The danger is that attention will focus on Gordon Brown and his opposite numbers among European finance ministers as this story of relative valuations unfolds. One of the other issues that I have consistently argued is that economies are no longer run by politicians and central bankers – they are run by businesses. One of the principal factors of international
e-commerce, and the globality that it has spawned, is that cross-border economic activity is led by companies not by governments.

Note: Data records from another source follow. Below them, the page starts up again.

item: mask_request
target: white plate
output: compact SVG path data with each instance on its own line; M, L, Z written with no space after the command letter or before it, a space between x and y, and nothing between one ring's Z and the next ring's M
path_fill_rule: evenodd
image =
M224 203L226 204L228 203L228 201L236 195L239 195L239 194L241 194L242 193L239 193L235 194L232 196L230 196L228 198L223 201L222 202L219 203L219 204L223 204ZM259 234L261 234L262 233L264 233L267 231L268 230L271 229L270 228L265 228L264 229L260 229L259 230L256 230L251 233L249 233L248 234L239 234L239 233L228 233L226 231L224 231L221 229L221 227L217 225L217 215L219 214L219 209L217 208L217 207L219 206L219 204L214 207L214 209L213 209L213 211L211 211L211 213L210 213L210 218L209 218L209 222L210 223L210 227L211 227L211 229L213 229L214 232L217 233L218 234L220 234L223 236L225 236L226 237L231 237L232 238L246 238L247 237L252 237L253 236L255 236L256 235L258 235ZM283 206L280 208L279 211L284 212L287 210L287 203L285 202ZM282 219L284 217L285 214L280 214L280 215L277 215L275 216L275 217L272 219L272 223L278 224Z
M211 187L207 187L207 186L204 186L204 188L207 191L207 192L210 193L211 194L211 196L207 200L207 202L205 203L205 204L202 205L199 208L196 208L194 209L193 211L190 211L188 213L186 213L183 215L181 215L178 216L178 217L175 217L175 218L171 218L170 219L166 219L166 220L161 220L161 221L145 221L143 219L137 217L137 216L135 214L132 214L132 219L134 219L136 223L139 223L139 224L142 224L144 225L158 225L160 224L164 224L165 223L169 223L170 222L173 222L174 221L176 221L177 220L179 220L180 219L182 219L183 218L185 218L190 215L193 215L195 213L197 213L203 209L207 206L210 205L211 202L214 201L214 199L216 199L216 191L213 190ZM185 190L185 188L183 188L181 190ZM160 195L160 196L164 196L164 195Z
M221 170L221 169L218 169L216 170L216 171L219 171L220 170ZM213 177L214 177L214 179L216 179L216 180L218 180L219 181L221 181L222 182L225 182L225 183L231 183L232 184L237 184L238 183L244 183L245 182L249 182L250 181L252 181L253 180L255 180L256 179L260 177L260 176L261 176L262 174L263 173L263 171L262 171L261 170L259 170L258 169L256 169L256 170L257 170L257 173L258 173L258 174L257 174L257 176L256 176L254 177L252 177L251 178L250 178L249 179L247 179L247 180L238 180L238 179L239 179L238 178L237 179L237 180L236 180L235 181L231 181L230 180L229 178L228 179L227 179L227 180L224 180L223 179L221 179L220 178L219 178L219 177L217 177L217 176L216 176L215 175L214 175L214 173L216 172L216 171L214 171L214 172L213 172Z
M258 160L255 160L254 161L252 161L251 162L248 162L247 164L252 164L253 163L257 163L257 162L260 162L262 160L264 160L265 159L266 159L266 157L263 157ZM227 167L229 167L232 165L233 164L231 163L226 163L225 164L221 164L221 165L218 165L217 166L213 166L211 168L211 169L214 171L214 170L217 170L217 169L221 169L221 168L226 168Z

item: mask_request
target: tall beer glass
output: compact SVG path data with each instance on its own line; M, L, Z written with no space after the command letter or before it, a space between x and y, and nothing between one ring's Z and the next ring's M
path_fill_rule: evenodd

Heaven forbid that a government should break rank and re-introduce exchange controls to protect its domestic economy. But, in the absence of that intervention, we should be looking to the business world, rather than to the political arena, to gauge the true prospects of the euro.
The popular news agenda had it last week that the fall in equities markets – the FTSE 100 in London quietly lost 200 points in two days last week – was down to equities dealers finally rumbling that the weakness of the euro was something that should be of concern to companies anxious to maintain earnings growth. This is true, but it’s probably been the case ever since the euro was first coined.
In fact, the biggest reason for last week’s fall in equity values, which tested the psychologically important 6,000 level, was to do with a straightforward, but commercially doom-laden, profit warning from the world’s largest manufacturer of computer-chips, Intel. There are those of us who wish Intel would just go away, often for no better reason than we would be spared its irritating branding intervention in practically every PC commercial, which to my mind is symptomatic of Intel’s insecurity, rather than of its ubiquitous might.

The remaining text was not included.